Car voilà si octobre rose ne me convainc pas, si je n’aime pas que la foule me dise ce que je dois penser, je pourrais au moins avoir le bon goût de ne rien dire.

Et je sais que si je disais qu’octobre rose est un schmilblick commercial, certaines me répondraient : -Et alors ? C’est toujours mieux que rien ?

Si je disais que pour s’inscrire en ligne à la course le site me redirige vers des magasins de sport pour acheter des chaussures, on me répondrait que c’est l’occasion ou jamais de me mettre au sport et surtout que si ces maisons sponsorisent il est normal qu’il y ait un retour sur investissement…

Si je questionnais pour connaître la provenance de ces masses de ticheurtes roses peut-être de ces pays où de toutes petites mains cousent pour une aumône, on me dirait :-Arrête, m…., Tu nous gâches la fête.

Vous avez entendu, c’est une fête !

Si je disais que sous couvert de réunir des fonds pour la recherche certains grands noms de l’industrie cosmétique se régalent doublement au passage en vendant beaucoup plus que d’habitude grâce à cette publicité bon marché, et que même KFC (kentucky fried chicken) et Smith & Wesson (avec un beau petit colt rose pour femme) en faisaient partie mais que là quand même…on a un peu fait le ménage ;  on me dirait : – Ouais, mais c’est les « States », chez nous ce n’est pas pareil. Et puis oui c’est un peu vrai, mais c’est pour la bonne cause !

C’est pour que plus de femmes s’informent au sujet du dépistage.

Là je me tortillerais plus encore sur ma chaise et je chercherais du regard les institutionnels dans la salle, ceux qui organisent, ont des idées, créent des slogans, publient des affiches et réfléchissent à comment fabriquer l’ « éthique » du dépistage.

Octobre rose et toute la machine qui va avec, c’est eux, c’est leur bébé. Comment faire pour dire que je ne supporte plus les cris de leur bébé avec son éternel pyjama rose.

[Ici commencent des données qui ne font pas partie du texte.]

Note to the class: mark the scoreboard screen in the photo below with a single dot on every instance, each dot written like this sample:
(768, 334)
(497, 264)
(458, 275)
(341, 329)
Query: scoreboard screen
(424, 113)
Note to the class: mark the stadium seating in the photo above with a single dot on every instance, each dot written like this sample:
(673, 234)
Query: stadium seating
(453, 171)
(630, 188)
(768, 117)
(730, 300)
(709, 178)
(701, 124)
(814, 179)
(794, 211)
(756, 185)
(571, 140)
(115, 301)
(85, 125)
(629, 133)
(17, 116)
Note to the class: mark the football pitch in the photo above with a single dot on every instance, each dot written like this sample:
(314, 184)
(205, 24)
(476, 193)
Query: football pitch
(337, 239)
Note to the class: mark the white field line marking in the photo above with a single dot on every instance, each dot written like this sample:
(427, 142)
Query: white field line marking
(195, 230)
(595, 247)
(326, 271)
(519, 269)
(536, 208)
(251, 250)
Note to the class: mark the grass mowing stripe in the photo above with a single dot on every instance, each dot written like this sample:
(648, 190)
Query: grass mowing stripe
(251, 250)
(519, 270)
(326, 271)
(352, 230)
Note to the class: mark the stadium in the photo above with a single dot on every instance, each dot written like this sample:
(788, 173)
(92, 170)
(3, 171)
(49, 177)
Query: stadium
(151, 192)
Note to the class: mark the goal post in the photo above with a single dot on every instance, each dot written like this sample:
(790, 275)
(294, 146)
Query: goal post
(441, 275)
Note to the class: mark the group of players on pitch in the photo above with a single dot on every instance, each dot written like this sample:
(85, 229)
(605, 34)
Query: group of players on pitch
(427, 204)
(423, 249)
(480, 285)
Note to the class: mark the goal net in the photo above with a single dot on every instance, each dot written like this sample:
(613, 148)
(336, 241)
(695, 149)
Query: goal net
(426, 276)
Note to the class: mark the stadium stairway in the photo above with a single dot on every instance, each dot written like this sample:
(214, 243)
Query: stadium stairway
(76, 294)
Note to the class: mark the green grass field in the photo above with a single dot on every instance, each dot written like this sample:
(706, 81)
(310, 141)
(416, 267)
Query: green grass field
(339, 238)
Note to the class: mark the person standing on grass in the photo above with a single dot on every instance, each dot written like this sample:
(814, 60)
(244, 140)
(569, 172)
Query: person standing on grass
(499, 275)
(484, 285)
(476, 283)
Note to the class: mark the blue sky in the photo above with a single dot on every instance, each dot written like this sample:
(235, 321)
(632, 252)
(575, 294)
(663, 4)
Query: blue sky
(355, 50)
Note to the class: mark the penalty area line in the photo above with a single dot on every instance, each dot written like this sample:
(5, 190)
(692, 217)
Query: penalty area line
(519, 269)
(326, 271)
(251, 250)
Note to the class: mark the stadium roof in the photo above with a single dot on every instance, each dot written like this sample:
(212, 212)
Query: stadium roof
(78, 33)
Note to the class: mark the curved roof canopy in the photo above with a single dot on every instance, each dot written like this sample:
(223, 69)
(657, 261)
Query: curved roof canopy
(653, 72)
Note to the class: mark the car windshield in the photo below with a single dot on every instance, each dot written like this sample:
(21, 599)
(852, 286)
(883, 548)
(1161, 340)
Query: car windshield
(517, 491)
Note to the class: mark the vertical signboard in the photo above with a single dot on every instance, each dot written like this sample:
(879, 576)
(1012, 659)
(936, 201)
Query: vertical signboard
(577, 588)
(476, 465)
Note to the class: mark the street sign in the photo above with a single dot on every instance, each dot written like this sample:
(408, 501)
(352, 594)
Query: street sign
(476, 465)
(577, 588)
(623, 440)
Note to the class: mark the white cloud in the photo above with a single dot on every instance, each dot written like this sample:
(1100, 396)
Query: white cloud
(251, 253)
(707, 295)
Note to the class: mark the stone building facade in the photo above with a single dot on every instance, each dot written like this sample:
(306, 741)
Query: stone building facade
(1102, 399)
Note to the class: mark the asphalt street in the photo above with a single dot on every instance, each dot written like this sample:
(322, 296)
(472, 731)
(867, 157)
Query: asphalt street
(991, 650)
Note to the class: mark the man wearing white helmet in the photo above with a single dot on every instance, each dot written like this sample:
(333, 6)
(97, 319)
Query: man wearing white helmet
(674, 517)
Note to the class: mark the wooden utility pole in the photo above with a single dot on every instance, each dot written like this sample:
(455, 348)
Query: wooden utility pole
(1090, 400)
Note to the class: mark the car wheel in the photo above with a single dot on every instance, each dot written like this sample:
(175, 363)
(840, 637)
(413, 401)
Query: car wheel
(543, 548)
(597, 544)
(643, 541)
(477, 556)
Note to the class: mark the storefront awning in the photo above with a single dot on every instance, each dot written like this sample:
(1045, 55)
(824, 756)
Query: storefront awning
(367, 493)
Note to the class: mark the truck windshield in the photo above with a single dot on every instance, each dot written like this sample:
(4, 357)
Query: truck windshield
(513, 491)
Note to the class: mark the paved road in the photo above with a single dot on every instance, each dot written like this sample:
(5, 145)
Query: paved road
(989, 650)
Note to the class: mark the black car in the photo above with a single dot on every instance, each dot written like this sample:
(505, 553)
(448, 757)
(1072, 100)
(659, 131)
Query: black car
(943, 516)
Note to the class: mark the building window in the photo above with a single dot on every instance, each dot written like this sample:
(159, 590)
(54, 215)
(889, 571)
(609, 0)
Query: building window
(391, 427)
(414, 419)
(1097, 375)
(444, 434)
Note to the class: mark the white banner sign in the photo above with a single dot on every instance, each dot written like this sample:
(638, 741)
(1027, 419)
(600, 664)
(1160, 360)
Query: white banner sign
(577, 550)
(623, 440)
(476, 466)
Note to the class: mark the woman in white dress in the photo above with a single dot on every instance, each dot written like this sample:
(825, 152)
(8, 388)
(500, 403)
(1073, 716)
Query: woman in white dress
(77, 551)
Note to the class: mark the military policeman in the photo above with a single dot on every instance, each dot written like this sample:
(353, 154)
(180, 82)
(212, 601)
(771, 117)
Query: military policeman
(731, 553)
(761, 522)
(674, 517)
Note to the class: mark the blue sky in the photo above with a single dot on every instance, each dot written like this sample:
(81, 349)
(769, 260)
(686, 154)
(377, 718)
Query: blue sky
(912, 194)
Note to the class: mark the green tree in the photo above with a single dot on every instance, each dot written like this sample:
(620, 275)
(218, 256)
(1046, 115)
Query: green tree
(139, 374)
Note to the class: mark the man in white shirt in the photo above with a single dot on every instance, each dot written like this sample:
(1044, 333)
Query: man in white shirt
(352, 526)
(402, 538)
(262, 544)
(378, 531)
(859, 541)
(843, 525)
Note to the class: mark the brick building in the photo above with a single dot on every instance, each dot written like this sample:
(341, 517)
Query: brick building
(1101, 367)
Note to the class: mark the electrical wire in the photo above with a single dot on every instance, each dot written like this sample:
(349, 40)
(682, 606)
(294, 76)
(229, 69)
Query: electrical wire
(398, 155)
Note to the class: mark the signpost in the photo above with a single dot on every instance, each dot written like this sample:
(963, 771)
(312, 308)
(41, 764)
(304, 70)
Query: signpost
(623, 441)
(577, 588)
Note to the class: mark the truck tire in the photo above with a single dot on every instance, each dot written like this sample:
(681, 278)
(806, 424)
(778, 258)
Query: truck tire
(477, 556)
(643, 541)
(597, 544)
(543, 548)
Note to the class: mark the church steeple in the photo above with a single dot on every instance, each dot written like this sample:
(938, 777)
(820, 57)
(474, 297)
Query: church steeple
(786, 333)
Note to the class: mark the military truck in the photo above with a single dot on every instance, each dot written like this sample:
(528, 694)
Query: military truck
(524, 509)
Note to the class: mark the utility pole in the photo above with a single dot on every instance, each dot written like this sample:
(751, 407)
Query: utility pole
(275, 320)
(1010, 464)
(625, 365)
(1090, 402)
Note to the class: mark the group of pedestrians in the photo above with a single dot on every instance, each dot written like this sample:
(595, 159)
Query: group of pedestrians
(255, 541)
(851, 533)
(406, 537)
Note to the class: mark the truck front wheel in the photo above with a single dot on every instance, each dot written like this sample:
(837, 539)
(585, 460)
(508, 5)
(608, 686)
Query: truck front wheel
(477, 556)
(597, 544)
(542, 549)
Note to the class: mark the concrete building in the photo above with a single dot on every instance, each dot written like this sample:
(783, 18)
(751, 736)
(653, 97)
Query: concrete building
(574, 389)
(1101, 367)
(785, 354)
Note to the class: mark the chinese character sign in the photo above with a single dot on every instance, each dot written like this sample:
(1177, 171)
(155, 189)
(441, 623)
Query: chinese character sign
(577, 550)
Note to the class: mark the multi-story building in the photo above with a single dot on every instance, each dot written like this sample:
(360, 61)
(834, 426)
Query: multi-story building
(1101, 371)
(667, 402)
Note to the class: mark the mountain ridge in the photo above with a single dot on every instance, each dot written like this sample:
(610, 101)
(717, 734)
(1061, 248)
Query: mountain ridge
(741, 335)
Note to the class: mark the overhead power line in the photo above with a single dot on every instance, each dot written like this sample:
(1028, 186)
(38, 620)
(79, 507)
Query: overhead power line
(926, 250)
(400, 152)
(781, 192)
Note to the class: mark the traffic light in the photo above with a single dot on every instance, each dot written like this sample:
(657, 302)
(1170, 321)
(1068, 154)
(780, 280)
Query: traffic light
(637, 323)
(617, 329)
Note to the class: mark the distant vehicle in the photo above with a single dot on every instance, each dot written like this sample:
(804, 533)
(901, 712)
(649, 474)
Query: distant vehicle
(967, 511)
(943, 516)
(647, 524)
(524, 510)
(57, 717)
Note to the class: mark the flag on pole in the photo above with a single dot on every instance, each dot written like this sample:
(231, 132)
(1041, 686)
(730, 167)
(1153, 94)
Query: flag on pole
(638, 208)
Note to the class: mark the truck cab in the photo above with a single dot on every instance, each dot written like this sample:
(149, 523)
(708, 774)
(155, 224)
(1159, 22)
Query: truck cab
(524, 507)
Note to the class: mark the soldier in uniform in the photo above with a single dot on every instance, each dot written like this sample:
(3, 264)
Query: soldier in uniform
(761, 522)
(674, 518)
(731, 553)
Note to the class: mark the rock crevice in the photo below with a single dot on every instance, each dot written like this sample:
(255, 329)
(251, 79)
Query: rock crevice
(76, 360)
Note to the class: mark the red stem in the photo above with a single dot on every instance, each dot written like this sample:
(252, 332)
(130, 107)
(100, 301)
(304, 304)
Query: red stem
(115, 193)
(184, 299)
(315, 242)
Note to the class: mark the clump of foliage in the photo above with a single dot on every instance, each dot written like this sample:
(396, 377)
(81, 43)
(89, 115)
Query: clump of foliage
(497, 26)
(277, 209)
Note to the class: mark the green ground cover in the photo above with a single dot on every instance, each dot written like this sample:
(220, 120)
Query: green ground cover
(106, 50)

Comment faire pour qu’ils cessent la manipulation des mots, les discours convenus et stéréotypés, ce que Rachel Campergue appelle le « storytelling » du cancer du sein. C’est grâce à elle que j’ai compris tout ça. Avant je sentais qu’il y avait un lézard, une distorsion entre le discours du cancer du sein et la réalité mais je ne savais pas vraiment en quoi. D’ailleurs elle décortique tout ça dans son nouveau livre. http://www.amazon.fr/Octobre-Rose-mot-maux-libert%C3%A9-ebook/dp/B00O4EUM2O/ref=sr_1_2?ie=UTF8&qid=1412296814&sr=8-2&keywords=rachel+campergue

Je dirais que le dépistage, c’est bien quand on est informé correctement des avantages et des inconvénients. Parce qu’il y a aussi des inconvénients. Et dans l’état actuel des connaissances scientifiques il n’y a pas urgence et les femmes peuvent réfléchir et choisir à tête reposée.

C’est le moment où je me tortillerais encore sur ma chaise en regardant les médecins cette fois-ci. Car je sais que je ne m’autoriserais pas trop à parler de dépistage.

On laisse les trucs scientifiques aux médecins, les patientes ne comprennent pas. À elles on ne laisse que l’émotion.

J’aurais bien trop peur qu’un médecin se cache derrière sa science, je ne me vois pas lui dire que les études sans conflits d’intérêts…Devant un public agacé du petit caillou dans sa chaussure et convaincu de mon ignorance et de ma pédanterie. Imaginez…

J’ai déjà écrit sur octobre rose et rien n’a changé donc les billets sont toujours d’actualité.

Je vous rappelle les travaux de La Cochrane

Conformément à la politique de la Collaboration Cochrane, le Centre Cochrane Français ne reçoit pas de financement provenant de source commerciale ou de toute autre source à but lucratif ayant un intérêt réel ou potentiel dans les conclusions d’une revue spécifique.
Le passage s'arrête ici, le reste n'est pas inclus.